New Zealand’s Vice-Chancellors acknowledge the 1.8% increase in the Student Achievement Component of university funding, as announced in yesterday’s Budget.
“Any funding increase at this time is a move in the right direction,” says Universities New Zealand Chair Derek McCormack. “And Government needs to work with universities to ensure sustainable baseline funding for future years.
McCormack says universities should be part of the holistic solution to many of the concerns outlined by the Government in Budget 2019. But they need to be resourced to help deliver that solution.
“Universities are under huge pressure to maintain quality and New Zealand needs a high-quality university system to help the Government deliver on its own aims of own aims of helping businesses transition to a sustainable, low-carbon economy, ensuring access to and development of the digital technology, and lifting Māori and Pacific incomes, skills and opportunities. These will require more skills from a sector that is now poorly funded in international terms.”
“Investment in universities and the education they provide would mean that the universities can deliver the skills needed for teacher education, working with children and for new frontline staff in mental health. We can also make improvements in teaching quality and research, benefiting students, whānau and the wider community.”
The Tertiary Education Union echoes that the Government’s aspirations of improving the lives of New Zealanders are reliant on a strong tertiary education sector.
“We applaud investment in mental health, more teachers, housing first, transitions for youth in state care, and major spend on sexual and family violence programmes” says TEU National Secretary Sharn Riggs.

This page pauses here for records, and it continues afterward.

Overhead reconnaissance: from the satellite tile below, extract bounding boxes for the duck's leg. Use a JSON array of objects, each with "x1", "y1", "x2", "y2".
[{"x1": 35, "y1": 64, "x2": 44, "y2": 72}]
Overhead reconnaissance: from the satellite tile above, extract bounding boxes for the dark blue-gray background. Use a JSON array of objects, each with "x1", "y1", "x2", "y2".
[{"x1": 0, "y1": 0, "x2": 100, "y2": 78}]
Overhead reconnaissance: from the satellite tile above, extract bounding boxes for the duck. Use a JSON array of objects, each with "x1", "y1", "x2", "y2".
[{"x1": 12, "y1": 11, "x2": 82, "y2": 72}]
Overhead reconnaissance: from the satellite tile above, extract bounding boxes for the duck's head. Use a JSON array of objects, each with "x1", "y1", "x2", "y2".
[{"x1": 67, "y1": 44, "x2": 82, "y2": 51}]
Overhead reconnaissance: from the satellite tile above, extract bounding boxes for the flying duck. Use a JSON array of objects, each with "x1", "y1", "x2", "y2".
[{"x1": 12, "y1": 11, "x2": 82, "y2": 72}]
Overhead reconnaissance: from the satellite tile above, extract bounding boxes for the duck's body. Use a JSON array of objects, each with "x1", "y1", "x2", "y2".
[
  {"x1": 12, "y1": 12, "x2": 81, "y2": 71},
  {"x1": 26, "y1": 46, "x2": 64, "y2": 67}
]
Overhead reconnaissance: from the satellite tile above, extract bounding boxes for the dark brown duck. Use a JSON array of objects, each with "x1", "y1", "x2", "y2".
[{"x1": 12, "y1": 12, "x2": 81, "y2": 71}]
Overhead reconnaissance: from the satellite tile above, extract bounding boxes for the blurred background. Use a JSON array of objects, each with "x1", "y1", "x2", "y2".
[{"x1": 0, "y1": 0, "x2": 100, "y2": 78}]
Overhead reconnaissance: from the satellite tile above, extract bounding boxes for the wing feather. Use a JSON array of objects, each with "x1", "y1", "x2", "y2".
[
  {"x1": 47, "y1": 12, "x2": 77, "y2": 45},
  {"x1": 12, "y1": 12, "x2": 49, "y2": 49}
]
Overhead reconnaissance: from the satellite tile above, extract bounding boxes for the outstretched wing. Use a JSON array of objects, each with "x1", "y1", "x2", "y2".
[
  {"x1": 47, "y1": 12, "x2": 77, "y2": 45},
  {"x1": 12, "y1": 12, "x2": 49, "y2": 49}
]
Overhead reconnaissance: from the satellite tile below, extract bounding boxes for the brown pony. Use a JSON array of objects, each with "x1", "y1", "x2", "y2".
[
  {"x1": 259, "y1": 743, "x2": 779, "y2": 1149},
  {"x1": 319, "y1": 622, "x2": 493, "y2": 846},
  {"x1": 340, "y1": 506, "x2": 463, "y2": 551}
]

“But the lack of significant new investment in tertiary education could harm the government’s long-term aspirations. To improve well-being you need more teachers, Pasifika nurses, social workers, builders, addiction counsellors – yet parts of our tertiary education system are crumbling away.”
Riggs says given the Government’s repeated acknowledgement of the overall funding crisis in tertiary education, they are disappointed that there is no attempt to substantially invest in the well-being of students, communities, and environment by putting new money into tertiary education.
“The government is staying very safely inside the current fiscal responsibility targets. It has money in the bank for a rainy day. For many students and staff in the tertiary education sector the rain is pouring through the rooves of their institutions because of chronic long-term underfunding.”